Cinco anos passados, está reconciliada e muito satisfeita com o seu carro. “Porque fui percebendo que a carga depende da nossa condução, tornei-me uma condutora mais calma e acaba por ser como um jogo. Agora faço escolhas, carrego no trabalho e, se for de Cascais para Lisboa pela A5, sei que gasto 10% a 15% de bateria, enquanto que, pela Marginal, são só 7%. Carrego uma vez a 100% e dá-me para cinco ou seis dias.”
Como empresária, Maria viaja, sobretudo, para o Alentejo e já não tem receio de ficar sem bateria. Mas toma medidas preventivas: prefere usar uma manta para o frio em vez de ligar o ar condicionado. Ainda não conseguiu foi ter a confiança necessária para ir ao Algarve nos períodos mais críticos do verão, por receio de engarrafamentos nas estações de serviço.
A falta de estações de carregamento com múltiplos postos e de carregamento rápido e ultrarrápido em Portugal é justamente apontada pelo presidente da Associação dos Utilizadores de Veículos Elétricos (UVE) como um dos problemas a resolver, pois na sua maioria têm apenas dois lugares, mesmo na A1. Henrique Sánchez acredita que isso se resolverá à medida que houver mais procura, porque é ela que comanda o investimento dos operadores. Em meados de abril entra em vigor um regulamento europeu que obriga a uma distância máxima de 60km entre pontos de carregamento nos eixos principais, sendo que Portugal até figura bastante bem no quadro europeu. É uma realidade que Henrique Sánchez conhece bem, pois viajou no seu Tesla de Lisboa a Oslo, sempre sem sobressaltos, o que reforça a sua preferência pela mobilidade elétrica, já desde 2011.

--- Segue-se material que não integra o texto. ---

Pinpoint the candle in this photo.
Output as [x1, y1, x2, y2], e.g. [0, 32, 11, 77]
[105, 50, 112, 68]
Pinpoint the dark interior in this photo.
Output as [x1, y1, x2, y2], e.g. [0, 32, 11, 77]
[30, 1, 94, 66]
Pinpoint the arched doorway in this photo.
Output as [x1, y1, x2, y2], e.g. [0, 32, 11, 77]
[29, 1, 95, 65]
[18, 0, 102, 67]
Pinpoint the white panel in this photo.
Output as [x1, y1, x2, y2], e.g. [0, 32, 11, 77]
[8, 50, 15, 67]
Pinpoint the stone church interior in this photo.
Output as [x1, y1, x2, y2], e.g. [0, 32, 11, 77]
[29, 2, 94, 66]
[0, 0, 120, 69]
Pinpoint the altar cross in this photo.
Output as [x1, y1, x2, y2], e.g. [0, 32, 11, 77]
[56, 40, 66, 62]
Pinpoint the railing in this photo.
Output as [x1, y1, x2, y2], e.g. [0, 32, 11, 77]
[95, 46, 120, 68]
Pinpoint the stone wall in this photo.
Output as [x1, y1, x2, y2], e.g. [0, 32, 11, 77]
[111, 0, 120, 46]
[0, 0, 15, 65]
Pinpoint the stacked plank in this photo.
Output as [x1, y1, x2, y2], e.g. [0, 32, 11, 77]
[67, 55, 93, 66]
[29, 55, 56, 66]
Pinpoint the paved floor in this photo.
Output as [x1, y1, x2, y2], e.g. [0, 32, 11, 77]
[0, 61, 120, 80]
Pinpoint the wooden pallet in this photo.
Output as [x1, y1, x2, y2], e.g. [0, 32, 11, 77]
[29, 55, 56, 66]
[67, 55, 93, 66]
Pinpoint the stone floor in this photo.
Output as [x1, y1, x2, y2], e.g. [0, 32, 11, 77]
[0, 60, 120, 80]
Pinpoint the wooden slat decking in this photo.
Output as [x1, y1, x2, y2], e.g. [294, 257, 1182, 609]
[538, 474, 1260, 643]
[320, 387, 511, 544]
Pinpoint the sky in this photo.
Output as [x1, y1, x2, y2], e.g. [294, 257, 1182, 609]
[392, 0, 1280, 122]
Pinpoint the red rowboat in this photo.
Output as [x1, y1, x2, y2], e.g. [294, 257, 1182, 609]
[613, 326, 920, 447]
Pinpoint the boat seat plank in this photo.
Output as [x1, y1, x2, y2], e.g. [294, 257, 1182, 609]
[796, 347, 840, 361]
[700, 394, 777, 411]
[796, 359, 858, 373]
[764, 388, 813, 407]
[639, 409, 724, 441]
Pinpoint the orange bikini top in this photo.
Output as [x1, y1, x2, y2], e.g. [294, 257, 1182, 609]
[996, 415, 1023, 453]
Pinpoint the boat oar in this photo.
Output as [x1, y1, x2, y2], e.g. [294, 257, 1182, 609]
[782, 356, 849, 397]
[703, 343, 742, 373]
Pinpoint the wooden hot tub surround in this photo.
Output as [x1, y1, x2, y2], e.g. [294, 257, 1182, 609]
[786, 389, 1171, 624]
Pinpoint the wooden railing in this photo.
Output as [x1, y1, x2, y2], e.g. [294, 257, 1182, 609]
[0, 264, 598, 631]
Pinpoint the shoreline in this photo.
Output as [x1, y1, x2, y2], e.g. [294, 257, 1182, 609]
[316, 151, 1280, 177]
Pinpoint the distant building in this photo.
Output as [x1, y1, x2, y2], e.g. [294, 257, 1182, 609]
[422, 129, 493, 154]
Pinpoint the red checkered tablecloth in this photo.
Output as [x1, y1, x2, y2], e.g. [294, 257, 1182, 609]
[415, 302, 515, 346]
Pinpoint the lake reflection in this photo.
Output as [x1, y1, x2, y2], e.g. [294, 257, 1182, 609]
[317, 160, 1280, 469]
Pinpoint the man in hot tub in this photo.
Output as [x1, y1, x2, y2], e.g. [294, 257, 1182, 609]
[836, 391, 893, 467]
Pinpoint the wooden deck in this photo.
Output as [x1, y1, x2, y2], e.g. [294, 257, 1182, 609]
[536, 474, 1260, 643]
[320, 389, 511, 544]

Henrique sabe que ter um topo de gama ajuda não só a garantir maiores autonomias, como a ter uma rede premium de carregadores disponíveis, em hotéis, por exemplo. Mas, independentemente das marcas, o presidente da UVE garante que, “mesmo que não se tenha carregador em casa, a solução elétrica é mais vantajosa e económica” e está certo de já ter poupado alguns milhares de euros ao longo dos anos. Considera, no entanto, que não se deve comprar um carro destes sem ter informação de como funcionam e se se adaptam às condições de cada um.
No meio termo da transição energética, Magda Santos, ao volante de um híbrido Toyota CRH, de 2017, diz-se muito satisfeita com a performance, “tanto em cidade, quando há muito trânsito (o consumo médio baixa para 4 litros aos 100), como em viagem para o Algarve a 120 km, conseguindo um consumo de 5 litros aos 100”.
“Claro que esta média só se consegue sem acelerar muito, fiz um curso de condução defensiva e estou agradada com os resultados: viajar agora é mais tranquilo e económico.”
A engenheira civil de 63 anos não estava a pensar mudar para um 100% elétrico, pelas limitações do carregamento, mas depois de saber que na próxima década todos os outros veículos estarão em fim de linha, admite reponderar.
Depois de reaprenderem a conduzir, os utilizadores de veículos elétricos fazem um balanço positivo. O presidente da UVE diz inclusive que é sempre mais barato, mesmo sem garagem própria.